On Being a Geek #heweb10

Some years ago, walking to lunch during a regional IT conference, I was complaining about something to my friend Renee. Her response was "You're a geek. Get over it". I think that was roughly when I left my arts past behind and embraced my new reality.

A decade down the road, being a geek has served me well. It's taken until now for my general contracting skills to decay to the point that I might hurt myself with a saw, but in those intervening years, I was able to build a bathroom with fixtures ordered online. I finally found a digital device that Carolyn bonded with. I've kept my employer happy and, in what may be my greatest moment as a geek, I managed to move an entire college into a content management system without their noticing.

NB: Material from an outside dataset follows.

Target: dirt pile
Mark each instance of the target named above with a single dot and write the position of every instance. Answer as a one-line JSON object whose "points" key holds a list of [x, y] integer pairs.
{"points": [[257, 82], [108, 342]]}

As proud as I am of that, I'm not sure I qualify as a geek anymore. Maybe something like a geek ambassador. I've lived the life but now my home has no television and is heated with wood. I don't fawn over the latest iPhone or digital anything for that matter. The real issue is I just don't care like I used to. I feel like a fake half the time I'm at work.  I think I'm better at desktop support than evangelizing a particular direction I think Linfield should follow in the maze of technology that unfolds before us.

But every year I go to the Higher Education Web Developers conference and come away somewhat recharged. I used to come back overcharged and ready to tear our whole site apart, strap everyone within arms reach to a chair for a good six hours of usability testing while I'm online running up the credit card to order a Slingbox so I can control the content on my tv from my laptop, forgetting for the time being that there's nothing on my tv to control. Now I come back reminded of how interesting my career and the people who are involved in it are.

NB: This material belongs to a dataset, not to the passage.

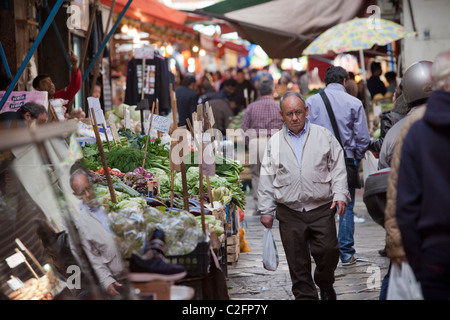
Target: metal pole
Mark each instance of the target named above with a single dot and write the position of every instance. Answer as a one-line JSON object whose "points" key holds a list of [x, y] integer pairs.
{"points": [[58, 36], [31, 52], [5, 62], [105, 41]]}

I don't think I'll ever quite get back to that place I was at a few years ago. That's OK. I like being a geek ambassador. It's nice moving between cultures. I can remind my colleagues across the country that most people think we're freaks, yet harbor a certain envy for our skill sets. And I can remind the people who employ us that we're actually really interesting people who can tell you more about how the world works than almost anyone, because the world runs on the aggregation and understanding of information and the communication of what is learned from that understanding. Right now, people like us control the machines that let that process happen.